The Justice Department opposed King & Spalding's request that the government destroy its hard copies of the billing records. The government noted that it has now received a separate FOIA request for those records, which remain sealed on the trial court's docket.

"The court agrees with defendants that plaintiff has offered no authority or compelling reason that would justify an order to destroy court records," Mehta wrote in Tuesday's order. "Plaintiff, in effect, asks the court to turn back the clock and treat the sealed material as if plaintiff had never intentionally placed it on the court's docket. That the court cannot do. Plaintiff's decision to withdraw its fees petition does not entitle it to erase associated filings from the public record."

King & Spalding has not commented about why it withdrew its petition seeking the fees. But the firm has argued in court papers that revealing the billing rates would harm the firm, one of the largest by revenue in the United States. "The public disclosure of such information would give the firm's competitors a leg-up in vying for future representations," King & Spalding white-collar partner John Richter said in a court filing.

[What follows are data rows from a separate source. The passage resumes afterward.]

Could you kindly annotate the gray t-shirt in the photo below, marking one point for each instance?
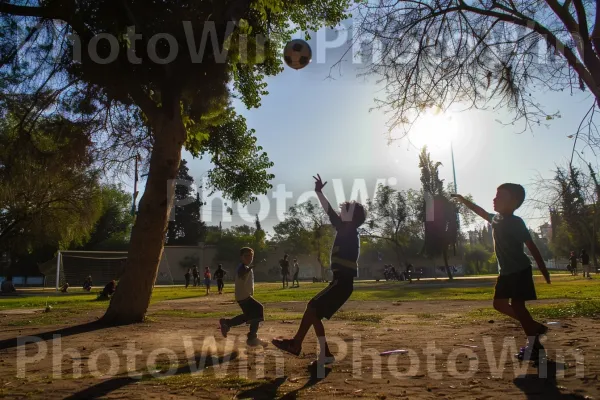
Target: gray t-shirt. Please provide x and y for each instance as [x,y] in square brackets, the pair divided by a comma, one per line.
[510,233]
[244,283]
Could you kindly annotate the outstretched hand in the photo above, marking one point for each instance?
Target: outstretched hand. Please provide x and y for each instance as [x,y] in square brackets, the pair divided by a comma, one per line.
[319,185]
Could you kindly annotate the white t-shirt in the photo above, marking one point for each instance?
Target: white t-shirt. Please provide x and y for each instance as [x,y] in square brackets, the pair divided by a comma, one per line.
[244,283]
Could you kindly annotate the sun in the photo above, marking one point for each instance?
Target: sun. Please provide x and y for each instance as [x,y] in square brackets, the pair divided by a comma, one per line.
[434,129]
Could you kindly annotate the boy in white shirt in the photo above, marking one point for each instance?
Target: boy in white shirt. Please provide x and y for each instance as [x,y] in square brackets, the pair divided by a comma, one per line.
[252,310]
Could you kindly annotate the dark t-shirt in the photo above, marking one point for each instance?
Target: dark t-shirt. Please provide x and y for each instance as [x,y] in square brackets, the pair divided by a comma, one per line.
[285,266]
[346,247]
[573,261]
[510,233]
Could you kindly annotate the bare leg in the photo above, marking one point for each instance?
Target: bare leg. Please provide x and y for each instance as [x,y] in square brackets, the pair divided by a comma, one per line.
[527,322]
[519,312]
[320,332]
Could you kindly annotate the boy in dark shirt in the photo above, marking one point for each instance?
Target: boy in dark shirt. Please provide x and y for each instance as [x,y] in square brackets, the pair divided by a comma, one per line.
[344,257]
[573,263]
[219,275]
[585,264]
[515,283]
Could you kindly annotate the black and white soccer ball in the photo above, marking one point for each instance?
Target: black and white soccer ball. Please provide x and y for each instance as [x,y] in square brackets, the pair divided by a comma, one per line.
[297,54]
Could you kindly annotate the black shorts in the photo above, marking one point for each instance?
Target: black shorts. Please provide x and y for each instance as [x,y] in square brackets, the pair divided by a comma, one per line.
[517,286]
[252,309]
[332,298]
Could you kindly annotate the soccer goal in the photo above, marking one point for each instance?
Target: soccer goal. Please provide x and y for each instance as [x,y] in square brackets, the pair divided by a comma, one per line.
[73,267]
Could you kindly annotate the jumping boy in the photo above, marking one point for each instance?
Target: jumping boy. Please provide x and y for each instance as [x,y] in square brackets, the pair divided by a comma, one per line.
[344,257]
[252,310]
[515,283]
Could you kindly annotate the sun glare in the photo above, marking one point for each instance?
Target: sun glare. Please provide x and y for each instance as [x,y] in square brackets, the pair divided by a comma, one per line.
[434,130]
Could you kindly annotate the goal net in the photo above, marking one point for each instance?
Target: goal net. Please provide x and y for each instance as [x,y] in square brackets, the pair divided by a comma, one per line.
[73,267]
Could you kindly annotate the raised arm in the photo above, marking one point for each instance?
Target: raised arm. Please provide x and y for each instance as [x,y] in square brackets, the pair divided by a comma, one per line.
[472,206]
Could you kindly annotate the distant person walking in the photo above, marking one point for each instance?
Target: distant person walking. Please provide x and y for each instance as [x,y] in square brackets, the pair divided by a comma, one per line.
[573,263]
[285,271]
[585,262]
[187,276]
[296,270]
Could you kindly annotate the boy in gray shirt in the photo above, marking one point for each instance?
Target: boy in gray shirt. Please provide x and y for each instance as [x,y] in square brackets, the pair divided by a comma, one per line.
[252,310]
[515,283]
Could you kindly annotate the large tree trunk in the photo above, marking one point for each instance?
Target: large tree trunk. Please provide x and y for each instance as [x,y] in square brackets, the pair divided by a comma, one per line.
[445,254]
[130,302]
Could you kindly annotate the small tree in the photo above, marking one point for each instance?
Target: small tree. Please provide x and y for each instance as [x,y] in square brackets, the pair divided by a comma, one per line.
[391,219]
[187,229]
[439,215]
[306,229]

Many major U.S. law firms generally do not publicly advertise their hourly rates. But that information, as the government noted in recent court filings in King & Spalding's lawsuit, often is available in bankruptcy litigation and other public matters.

"Neither the defendants nor the public has any discernible interest in forcing King & Spalding LLP to file proprietary case-staffing and billing information out in the open," Richter said in the court filing.

John Richter John Richter, of King & Spalding, at the National Press Club in 2016. (Photo: Diego M. Radzinschi / ALM)

Richter said King & Spalding "has never resisted making a full disclosure to the court, and it has likewise limited its sealing request to explicitly allow defendants full access to the billing documents." The available publicly filed documents, Richter told the court, are "sufficient to ensure a transparent vetting of the firm's request for fees as the prevailing party in this case."

The dustup over King & Spalding's rates stemmed from Mehta's initial decision allowing the firm to submit the internal billing information under seal. The judge later retreated, saying he had mistakenly assumed the Justice Department was not opposed to sealing those records.

"What plaintiff fails to appreciate is that the public interest in disclosure is arguably at its zenith when the fee demand is made against the public fisc," Mehta wrote in his April 7 order. "Indeed, there is something untoward about plaintiff asking to conceal their hourly rates and the work done from public view, while demanding hundreds of thousands of dollars from the public treasury as compensation."

Mehta said in his new order he was dubious King & Spalding would face any harm over public exposure of its billing rates. But he agreed to keep the records sealed on the docket.

"Although the court continues to believe that the likelihood of competitive harm is low if the exhibits were made public, that factor does not override the absence of any genuine public interest in their unsealing," Mehta wrote.